Page 1 of 2 12 LastLast
Results 1 to 10 of 12
  1. #1
    Newbie
    Join Date
    Nov 2020
    Posts
    12

    Question UVM Crashes every couple days (continued)

    Reposted to the right category (don't know how to delete the other one)
    Hello guys I am back with the same issue i had in this thread: https://forums.untangle.com/networki...ng-server.html

    Thought it got fixed but it started happening again. Reason im making a new thread is because this time around i got some disk errors as well (thread here: https://forums.untangle.com/networki...sk-errors.html) and I was wondering if these 2 issues together mean anything. I seriously do not know where to go from here.

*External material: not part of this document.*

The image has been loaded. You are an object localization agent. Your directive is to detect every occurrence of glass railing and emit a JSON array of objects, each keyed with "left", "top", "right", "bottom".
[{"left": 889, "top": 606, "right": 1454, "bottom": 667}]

    EDIT: Should also note regarding the first link, issue is worse now, not even having ethernet working anymore. Whole server crashes but the pc lights are still on.
    Last edited by bordyboy; 03-20-2021 at 11:53 AM.

  2. #2
    Untangle Ninja sky-knight's Avatar
    Join Date
    Apr 2008
    Location
    Phoenix, AZ
    Posts
    26,393

    Default

    Both of your links are broken.

    But I'm going to put out there that most of the time, disk errors are exactly that, and generally means defective disk. However, with Linux things get a bit twisty sometimes because defective RAM can manifest as a defective disk in many cases.

    Either way, it's hardware... and needs testing.

    I've seen the other thread regarding disk, and I caution you to not do what the other poster did.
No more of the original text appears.